New Study Suggests Long-Term Symptoms Following Respiratory Illnesses
A recent study conducted by Queen Mary University of London has found that some individuals may experience long-term symptoms following common respiratory illnesses, similar to the pattern seen in long COVID. The study, which analyzed questionnaire data from over 10,000 UK adults as part of COVIDENCE UK, revealed several key findings.
Firstly, the study discovered that individuals who tested negative for COVID-19 could still experience symptoms for at least four weeks after infection. Common symptoms reported included coughing, stomach pain, and diarrhea. Additionally, those with long COVID were more likely to report ongoing problems with their sense of taste or smell, lightheadedness, or dizziness.

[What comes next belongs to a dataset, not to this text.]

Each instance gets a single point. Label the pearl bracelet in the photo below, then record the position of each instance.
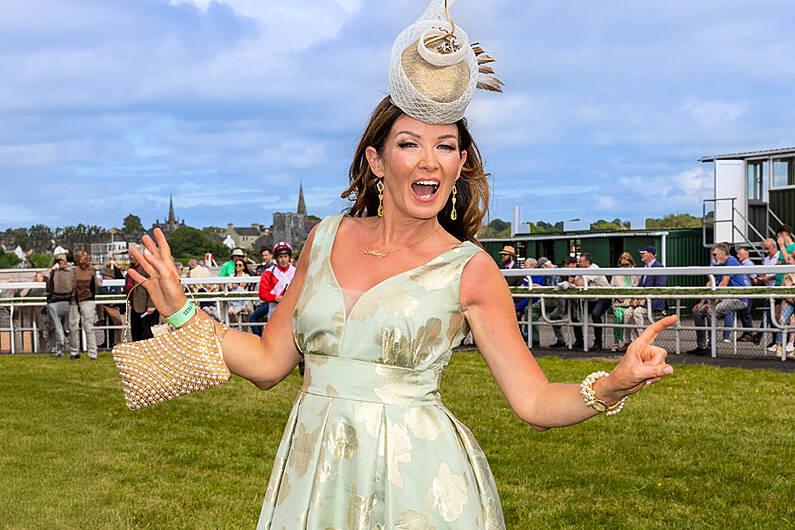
(588, 394)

Furthermore, the study highlighted that people in both the “long cold” and long COVID groups experienced more severe symptoms if they had been previously infected. While the study did not measure the duration differences between the two groups, it emphasized the importance of ongoing research to understand why some individuals experience more prolonged symptoms.
The chief investigator of COVIDENCE UK, Professor Adrian Martineau, stressed the significance of this research. He noted that post-acute infection syndromes often go undiagnosed due to the wide range of symptoms and lack of testing, emphasizing the need for further understanding in this area.

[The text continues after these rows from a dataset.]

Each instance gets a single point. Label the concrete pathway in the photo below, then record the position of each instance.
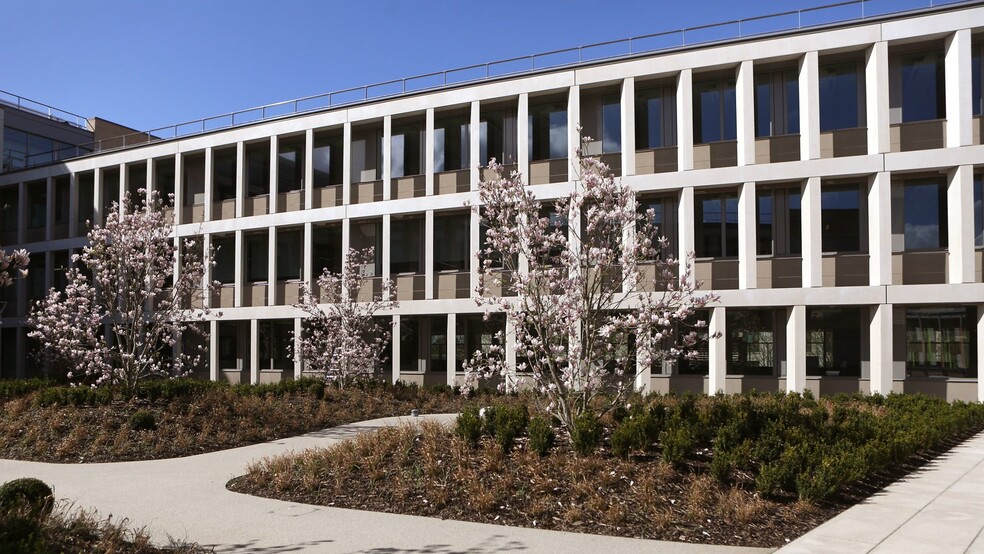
(938, 509)
(185, 498)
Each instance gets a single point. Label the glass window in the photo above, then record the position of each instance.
(498, 136)
(715, 110)
(327, 160)
(922, 86)
(776, 104)
(257, 169)
(717, 226)
(840, 217)
(975, 80)
(257, 257)
(751, 342)
(225, 259)
(924, 214)
(833, 341)
(406, 241)
(548, 131)
(290, 165)
(840, 96)
(940, 341)
(451, 144)
(611, 125)
(779, 228)
(655, 118)
(289, 265)
(224, 174)
(451, 234)
(407, 151)
(978, 210)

These findings come at a time when millions of Americans are reporting long COVID symptoms, according to data from the Centers for Disease Control and Prevention. The survey revealed that 6.9% of US adults reported ever having long COVID, with 3.4% currently experiencing the condition. Interestingly, the survey data also showed that women were more likely than men to report long COVID.

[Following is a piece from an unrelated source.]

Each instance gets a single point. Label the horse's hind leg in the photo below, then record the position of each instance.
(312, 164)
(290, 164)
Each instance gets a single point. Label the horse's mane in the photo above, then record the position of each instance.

The prevalence of long COVID and the study’s findings highlight the urgent need for further research and understanding. Identifying appropriate forms of treatment and care for affected individuals is crucial. As the world continues to grapple with the ongoing COVID-19 pandemic, this study sheds light on a lesser-known aspect of the virus and calls for continued efforts to support those facing persistent symptoms beyond the acute phase of infection.